Better Late than Never: the January 2016 Rotation for UTMB Physician Assistant Students
IT’S ALREADY TWO MONTHS since the end of the last Physicians Assistant Student Rotation in Guatemala that CCD facilitated in January. But now, as the next clinical rotation comes ever nearer, I can no longer with clear conscience prioritize my paying day job, ongoing home remodeling chores, other writing projects, or a host of other tasks and obligations, not to mention leisurely Sunday afternoons fulfilling self-indulgent plans to laze about. So … I will forget for a moment that I’m still not able to get this blog to function the way I want it to, and will ignore what I feel to be technical inadequacies and take a few minutes to provide a very rough outline sketch of the last rotation.
And what happened was this: three University of Texas Medical Branch PA students came to Guatemala to study and work with us on what amounted to a pilot project run. To explain, my associates and I have facilitated many medical missions and working tour group activities of various sorts. But this was the first time we had taking on the task of providing professional mentoring for practitioners, and in a couple of important ways it was more difficult than our previous mission experiences.

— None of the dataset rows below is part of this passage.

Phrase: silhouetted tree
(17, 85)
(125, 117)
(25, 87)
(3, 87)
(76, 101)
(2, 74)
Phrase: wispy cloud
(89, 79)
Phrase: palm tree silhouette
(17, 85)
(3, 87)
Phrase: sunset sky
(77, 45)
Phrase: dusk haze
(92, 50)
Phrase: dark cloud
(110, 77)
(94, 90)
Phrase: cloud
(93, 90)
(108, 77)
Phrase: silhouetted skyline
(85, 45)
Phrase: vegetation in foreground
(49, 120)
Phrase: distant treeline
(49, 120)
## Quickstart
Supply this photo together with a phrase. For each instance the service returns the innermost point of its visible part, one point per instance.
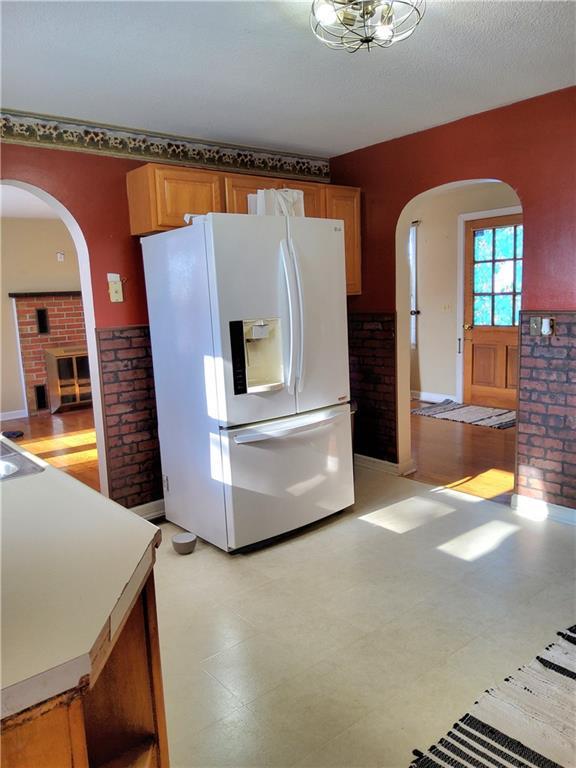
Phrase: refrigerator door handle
(300, 286)
(243, 438)
(287, 265)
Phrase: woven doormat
(527, 721)
(497, 418)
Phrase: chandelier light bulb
(326, 14)
(351, 25)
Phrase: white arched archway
(403, 348)
(89, 319)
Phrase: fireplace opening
(42, 320)
(41, 398)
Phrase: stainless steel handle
(274, 434)
(300, 287)
(286, 263)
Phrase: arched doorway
(431, 346)
(81, 248)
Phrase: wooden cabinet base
(115, 721)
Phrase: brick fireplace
(45, 320)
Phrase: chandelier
(365, 23)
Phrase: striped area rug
(529, 721)
(498, 418)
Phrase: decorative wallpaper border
(64, 133)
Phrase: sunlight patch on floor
(474, 544)
(487, 484)
(407, 515)
(71, 459)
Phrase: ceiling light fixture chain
(365, 24)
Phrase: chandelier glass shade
(365, 23)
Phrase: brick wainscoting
(129, 409)
(546, 456)
(65, 326)
(372, 346)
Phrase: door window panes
(503, 310)
(483, 239)
(497, 275)
(504, 243)
(482, 310)
(517, 308)
(504, 277)
(483, 277)
(519, 241)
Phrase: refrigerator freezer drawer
(283, 474)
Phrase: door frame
(462, 219)
(83, 257)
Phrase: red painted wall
(531, 145)
(93, 189)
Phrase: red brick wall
(546, 456)
(372, 351)
(66, 325)
(129, 409)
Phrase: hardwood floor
(65, 440)
(468, 458)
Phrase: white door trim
(20, 361)
(89, 319)
(462, 219)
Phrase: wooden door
(344, 203)
(185, 190)
(238, 188)
(492, 300)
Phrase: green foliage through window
(497, 278)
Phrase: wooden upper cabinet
(160, 195)
(344, 203)
(239, 186)
(314, 202)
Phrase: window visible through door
(494, 261)
(497, 279)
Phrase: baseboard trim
(536, 509)
(151, 510)
(388, 467)
(7, 415)
(431, 397)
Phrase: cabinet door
(344, 203)
(314, 203)
(239, 187)
(185, 190)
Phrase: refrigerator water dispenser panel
(256, 355)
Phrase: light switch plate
(115, 291)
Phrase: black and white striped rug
(480, 415)
(528, 721)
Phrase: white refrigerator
(249, 345)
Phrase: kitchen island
(81, 675)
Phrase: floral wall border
(64, 133)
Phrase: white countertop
(72, 563)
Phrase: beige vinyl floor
(357, 640)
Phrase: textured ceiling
(18, 204)
(253, 73)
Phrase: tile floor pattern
(350, 644)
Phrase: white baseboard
(7, 415)
(149, 511)
(368, 462)
(536, 509)
(431, 397)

It was, for example, the first time we’ve handled a group of students working for course credit, which necessitated the continuous presence of faculty preceptors to advise and approve the diagnostic and treatment protocols for all members of the group. Probably more important, however, at least in terms of logistics, the complexity was due to the duration of the rotation. Most medical missions, to explain, are four or five days long. But this one ran to three and one-half weeks, meaning arrangements for lodging, food, and travel were more extensive. The complexity of arrangements was made more complex by the fact that clinics were staged in four locations in different communities, requiring pre-arrangements and ongoing coordination with four different teams of local providers, administrators, and support staff.
And finally, the difficulty of coordination was aggravated on this occasion (as it will be in the next rotation) by the remarkable fact that the Guatemalan government is in even deeper disarray and absurdly poor than it usually has been over the last 26 years that I’ve been working there. The disarray and poverty no doubt has negative impact on all medical missions in indirect ways. But because we at CCD believe it is very important to work hand-in-glove with the Guatemalan Ministry of Health, it clearly affects us more – particularly in terms of making it more imperative than ever that we purchase the medicines our own practitioners prescribe.
The bottom line, in any event, is that on the downside, arrangements and coordination of the rotation were a greater chore than usual. But on the upside – and this is a biggie – the charitable aspects of the mission were more critical and in many ways more rewarding than ever.